What are friends for? You might ask Martha Ginn. For about fourteen years in an easy friendship, we’ve shared the ups and downs of our separate passions. She’s a fiber artist extraordinaire who sometimes writes about quilting and other aspects of her craft. Writing is my obsession with a bit of needlework on the side for relaxation. Each of us understands the other enough to provide congratulations or commiseration as needed, picking up conversations when we meet where we left off the last time.

On this particular day, she and I were bus seatmates on a field trip to the World War II Museum in New Orleans. I pulled out my counted cross stitch to finish a complicated piece that had been in the works off and on for several years. I’d bought the pattern to the Gateway Arch in St. Louis on a trip with my husband, intending to complete it to go in his area where he works and plays on his computer. There was no rush, but now I was nearly through.

Martha jumped on what I was doing with questions. “Did you see the call for art about bridges for the Cooperative Baptist Fellowship General Assembly? Why don’t you send this in to be juried for the exhibit?”

I could think of any number of ways this was all wrong. (1) I hadn’t seen the call for bridges. (2) Even if I had seen anything with the word “art” in the call, I would have skipped right past it. I have long contended that I could take all my ability and all my knowledge about art, put it in a thimble, and still have room for my finger. (3) Then this arch is called the “Gateway to the West.” Would that qualify as a bridge?

At this point, Martha demonstrated that friends are for shoving you out of your comfort zone (AKA fence).
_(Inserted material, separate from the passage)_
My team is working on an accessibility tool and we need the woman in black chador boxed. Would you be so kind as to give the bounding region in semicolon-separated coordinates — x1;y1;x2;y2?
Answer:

She claimed the piece was too pretty not to be seen. She followed up when she got home by sending more insistence and the link to the call for bridges art. I could hardly refuse to try.

When I got word that my cross stitch had been accepted for the exhibit, I held her responsibility over her head and told her she had to help. She knew far more that I about prepping art for a show. She came through, spending an afternoon helping me mount it to their specifications.

What a surreal experience to find my cross stitch at the assembly art exhibit, the only fabric art among the paintings and photographs. The official label read, “Gateway to the West; Virginia McGee Butler; Counted Cross Stitch 2015.”

So, if you have a friend shoving you outside your comfort zone, let me recommend that you yield without resistance. The panorama is actually quite nice outside the fence.